Passing up a 13th-round draft pick after high school, he was Cleveland’s fourth-round selection in the 1991 Major League draft.
He spent the next few years in the minor leagues, then was traded to the New York Mets for his first Major League start in July 1995.
That game spurred Byrd into a 14-year big-league career, one that ended Oct. 3, 2009, with a three-inning, 3-hit performance for Cleveland just days shy of his 39th birthday. By then, he had been named to the 1999 National League All-Star team, had led the American League in complete games (2002), and was that league’s shutouts leader in 2007.
He had survived a scare with shoulder and arm injuries in 2000 and 2003 and had pitched for 19 different teams in the majors and minors.
“I watched him reinvent himself,” McDonald said. “He struggled at times as a lot of other guys did, but he came up with a different wind-up, an old-school delivery with a lot of deception.
“That takes a lot of talent to change what you know about the game and how to pitch, lots of talent,” McDonald continued. “When you look back on Paul’s career, 109 wins is a lot, and when the average big leaguer plays three years, his 14 years means Paul had a great career.”
Paul Byrd was more.
His baseball-playing peers voted him the “Nicest Guy in Baseball” and baseball writers honored him with the “Steve Olin Tim Crews Good Guy” Award, all a carryover from what his former LSU teammates knew about him.
Much more: Byrd won three Emmys (his latest coming earlier this year with Bally Sports) for his on-air Fox Sports work as a broadcaster, and added a 2021 Emmy for being the “Most Outstanding On Air Personality.”
And, more: his book “Free Byrd: The Power of a Liberated Life,” made him a best-selling author, and went hand-in-hand with founding Byrdhouse Ministries.
Byrd’s devotion to family became evident earlier this year when he decided to take the year off from broadcasting Atlanta Braves games: his wife, Kym, was fighting for her life.
His statement to Braves fans: “…thanks for all the love and questions as to why I won’t be back this year. Almost lost my wife Kym to a medical issue this offseason. So grateful to say that she is on the road to recovery and getting better each day.”

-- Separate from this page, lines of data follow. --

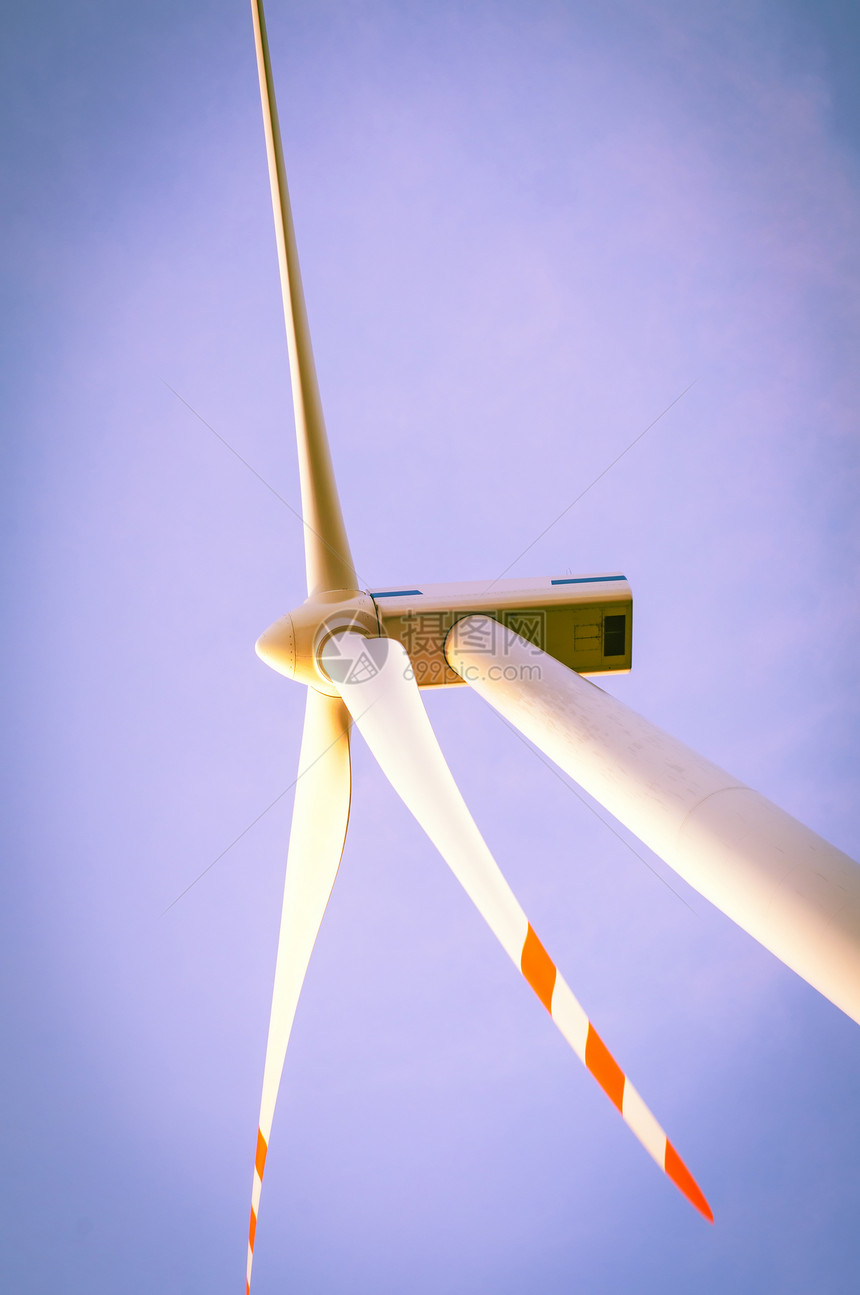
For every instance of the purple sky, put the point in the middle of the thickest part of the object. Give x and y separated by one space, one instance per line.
525 229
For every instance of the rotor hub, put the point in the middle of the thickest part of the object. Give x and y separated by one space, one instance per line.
295 644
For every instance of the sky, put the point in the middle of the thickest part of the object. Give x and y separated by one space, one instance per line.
525 231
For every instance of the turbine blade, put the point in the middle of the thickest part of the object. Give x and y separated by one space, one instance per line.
789 889
327 549
320 817
374 677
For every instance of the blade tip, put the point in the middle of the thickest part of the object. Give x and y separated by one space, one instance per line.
685 1182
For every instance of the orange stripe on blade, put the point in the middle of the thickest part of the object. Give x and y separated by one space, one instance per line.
604 1067
259 1160
538 969
684 1180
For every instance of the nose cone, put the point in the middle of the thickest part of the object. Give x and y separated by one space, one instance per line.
276 646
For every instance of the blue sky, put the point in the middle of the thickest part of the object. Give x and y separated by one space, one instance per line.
525 229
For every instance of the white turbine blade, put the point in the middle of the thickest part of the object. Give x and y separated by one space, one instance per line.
320 817
374 679
327 551
794 892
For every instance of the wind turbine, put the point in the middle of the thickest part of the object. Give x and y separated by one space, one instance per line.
525 646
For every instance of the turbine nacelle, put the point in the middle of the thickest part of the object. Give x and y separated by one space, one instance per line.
302 644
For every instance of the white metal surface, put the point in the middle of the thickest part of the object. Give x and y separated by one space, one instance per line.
793 891
320 817
374 677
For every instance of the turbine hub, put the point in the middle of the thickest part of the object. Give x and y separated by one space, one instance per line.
294 644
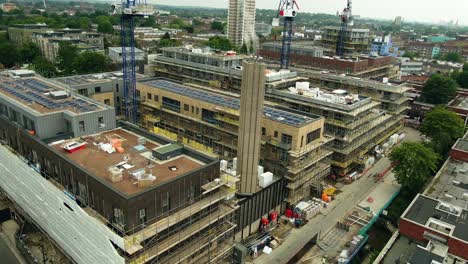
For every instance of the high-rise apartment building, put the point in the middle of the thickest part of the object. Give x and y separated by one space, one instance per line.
241 21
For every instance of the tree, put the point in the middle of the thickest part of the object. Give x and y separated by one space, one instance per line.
44 67
461 78
9 55
217 25
443 127
89 62
67 54
453 57
439 89
220 43
414 164
28 52
410 54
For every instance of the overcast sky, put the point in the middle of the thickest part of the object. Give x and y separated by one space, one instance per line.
414 10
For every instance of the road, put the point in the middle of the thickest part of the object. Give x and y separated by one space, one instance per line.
8 257
352 194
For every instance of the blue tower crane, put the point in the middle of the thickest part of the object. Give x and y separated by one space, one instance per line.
129 10
287 9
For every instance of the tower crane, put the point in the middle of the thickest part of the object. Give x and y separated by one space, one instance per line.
287 9
129 10
346 21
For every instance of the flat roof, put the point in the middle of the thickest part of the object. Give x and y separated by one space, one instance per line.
89 78
34 94
423 208
135 157
228 102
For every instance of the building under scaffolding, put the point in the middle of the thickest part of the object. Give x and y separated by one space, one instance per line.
356 122
292 144
212 69
392 97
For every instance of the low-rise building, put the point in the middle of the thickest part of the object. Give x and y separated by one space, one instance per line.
48 111
292 144
408 67
48 41
22 33
392 97
357 41
355 121
106 88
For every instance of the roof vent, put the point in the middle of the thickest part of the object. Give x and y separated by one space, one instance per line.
57 95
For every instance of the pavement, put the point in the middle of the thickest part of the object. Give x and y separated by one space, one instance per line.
8 250
350 196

While he and his wife haven’t strayed far from his Georgia home in the last months, Kym Byrd said she is ready to make the trip to Natchitoches for the induction ceremonies.
“I was blown away when Ronnie Rantz called me to tell me I was voted into the Louisiana Sports Hall of Fame,” Byrd said.
Rantz is the Hall of Fame Foundation’s CEO/president and Byrd’s former LSU roommate.
“I mean how special is that for him to make the call?
“Today, and just because Coach Bertman wanted me at LSU, it lives with me now. I found my faith at LSU, walked away with a girl from New Orleans and fundamentally changed my life with our two sons and Kym, and made lifelong friends.
“I love those guys, love the people at LSU. We care about each other, and I have brothers who’ll be close forever,” Byrd said. “Kym and I are deeply touched, and it shows the magnitude of what the Louisiana Sports Hall of Fame means to me and my family.”